Traders betting commodities will be scarcer and more expensive
New data published by the Commodity Futures Trading Commission show that coffee wagers have reached a 33-month high. Meanwhile, hedge funds raised bullish gold wagers to the highest in more than 14 months amid mounting concern that the US economic recovery is weakening.
A measure of speculative positions across 11 agricultural products jumped 22% to 701,961 contracts, the most since September 2012, the commission data show. The S&P GSCI Agriculture Index of eight commodities climbed 9.7% in February, the biggest monthly advance July 2012. The measure is rebounding after tumbling 22% in 2013, the most since 1981.

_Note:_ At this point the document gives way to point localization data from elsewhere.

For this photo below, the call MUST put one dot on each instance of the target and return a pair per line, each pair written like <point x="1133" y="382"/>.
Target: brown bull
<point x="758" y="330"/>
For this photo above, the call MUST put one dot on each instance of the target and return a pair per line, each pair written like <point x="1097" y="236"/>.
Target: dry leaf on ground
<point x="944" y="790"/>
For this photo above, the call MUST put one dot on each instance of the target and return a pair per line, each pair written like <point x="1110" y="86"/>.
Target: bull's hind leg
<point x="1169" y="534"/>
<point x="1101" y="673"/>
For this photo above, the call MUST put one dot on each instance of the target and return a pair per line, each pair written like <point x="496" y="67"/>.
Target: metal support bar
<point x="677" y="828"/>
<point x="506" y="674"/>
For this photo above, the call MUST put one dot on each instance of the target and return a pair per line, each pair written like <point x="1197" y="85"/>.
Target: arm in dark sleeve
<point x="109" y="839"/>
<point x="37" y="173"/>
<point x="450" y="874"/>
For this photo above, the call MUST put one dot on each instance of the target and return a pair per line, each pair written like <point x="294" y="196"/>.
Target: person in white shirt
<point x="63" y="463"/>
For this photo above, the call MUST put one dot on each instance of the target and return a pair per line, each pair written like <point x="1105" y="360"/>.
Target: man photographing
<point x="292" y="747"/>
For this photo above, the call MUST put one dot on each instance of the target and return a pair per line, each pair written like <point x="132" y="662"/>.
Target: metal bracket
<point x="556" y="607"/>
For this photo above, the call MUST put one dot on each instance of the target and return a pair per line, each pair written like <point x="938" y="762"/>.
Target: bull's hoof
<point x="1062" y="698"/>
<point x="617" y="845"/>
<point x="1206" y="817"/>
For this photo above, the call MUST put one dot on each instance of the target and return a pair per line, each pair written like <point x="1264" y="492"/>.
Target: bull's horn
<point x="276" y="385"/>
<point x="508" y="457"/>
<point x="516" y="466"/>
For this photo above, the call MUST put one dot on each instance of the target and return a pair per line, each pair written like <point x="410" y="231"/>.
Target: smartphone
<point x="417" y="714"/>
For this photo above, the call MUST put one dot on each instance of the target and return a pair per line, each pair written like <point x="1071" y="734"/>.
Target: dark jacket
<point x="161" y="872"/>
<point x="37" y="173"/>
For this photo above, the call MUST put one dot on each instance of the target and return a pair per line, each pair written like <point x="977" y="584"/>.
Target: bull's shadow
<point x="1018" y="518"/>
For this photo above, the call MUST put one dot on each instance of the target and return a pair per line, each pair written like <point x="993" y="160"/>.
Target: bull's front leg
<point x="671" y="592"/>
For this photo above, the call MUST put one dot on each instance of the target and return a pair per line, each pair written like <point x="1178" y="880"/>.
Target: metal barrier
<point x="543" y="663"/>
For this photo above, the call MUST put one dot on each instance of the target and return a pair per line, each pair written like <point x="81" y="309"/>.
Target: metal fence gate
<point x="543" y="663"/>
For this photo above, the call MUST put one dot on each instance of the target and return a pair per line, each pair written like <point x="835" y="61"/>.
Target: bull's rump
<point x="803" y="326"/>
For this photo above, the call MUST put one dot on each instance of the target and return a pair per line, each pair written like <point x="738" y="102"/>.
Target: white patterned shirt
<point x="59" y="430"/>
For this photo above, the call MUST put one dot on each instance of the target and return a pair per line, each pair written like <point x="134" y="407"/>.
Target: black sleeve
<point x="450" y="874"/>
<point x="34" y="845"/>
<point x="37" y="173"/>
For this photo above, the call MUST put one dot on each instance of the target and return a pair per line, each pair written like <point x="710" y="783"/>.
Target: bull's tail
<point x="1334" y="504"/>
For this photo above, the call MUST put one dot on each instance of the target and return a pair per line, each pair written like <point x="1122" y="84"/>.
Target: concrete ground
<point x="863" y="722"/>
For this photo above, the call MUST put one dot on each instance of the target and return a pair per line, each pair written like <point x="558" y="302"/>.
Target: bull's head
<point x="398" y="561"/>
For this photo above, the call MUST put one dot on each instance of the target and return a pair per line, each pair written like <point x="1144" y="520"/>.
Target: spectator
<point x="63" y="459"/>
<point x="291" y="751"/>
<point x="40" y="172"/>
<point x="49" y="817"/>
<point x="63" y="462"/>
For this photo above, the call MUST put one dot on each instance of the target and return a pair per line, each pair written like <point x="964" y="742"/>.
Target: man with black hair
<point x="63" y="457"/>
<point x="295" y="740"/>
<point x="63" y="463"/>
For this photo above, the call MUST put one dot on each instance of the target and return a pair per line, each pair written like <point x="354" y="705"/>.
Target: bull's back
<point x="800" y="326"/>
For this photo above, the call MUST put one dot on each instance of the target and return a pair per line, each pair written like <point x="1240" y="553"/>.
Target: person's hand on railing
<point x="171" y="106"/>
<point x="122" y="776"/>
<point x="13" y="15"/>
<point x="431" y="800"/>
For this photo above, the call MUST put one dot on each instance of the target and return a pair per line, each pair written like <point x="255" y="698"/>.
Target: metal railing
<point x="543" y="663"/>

Investors boosted their net-long position in coffee by 15% to 27,866 contracts, the highest since May 2011. Arabica-coffee prices in New York surged 44% last month, the biggest gain in more than 19 years. Before February, speculators were betting on lower prices, holding a net-short position for 18 months.
After tumbling 23% in 2013, coffee rebounded 66% this year amid the driest January in six decades in Brazil.
Crops suffered “irreversible” damage, and losses will tip the global market into a deficit in the year starting October 1 in most countries, according to Volcafe Ltd, the coffee unit of commodity trader ED&F Man Holdings Ltd.
The net-bearish position in wheat shrank to 20,311 contracts from 34,402 a week earlier. Futures in Chicago climbed 8.4% in February, the biggest monthly advance since July 2012. Cold weather and lingering drought left 47% of Texas wheat in poor or very-poor condition as of February 23, up from 44% on February 16.
“Bad weather equals higher commodity prices, in particular, agricultural prices,” said Walter ‘Bucky’ Hellwig, who helps manage $17bn (€12.35bn) at BB&T Wealth Management in Birmingham, Alabama. “It does have a ripple effect into other markets, like grains. In the case of coffee, that’s all driven by the adverse weather conditions in Brazil.”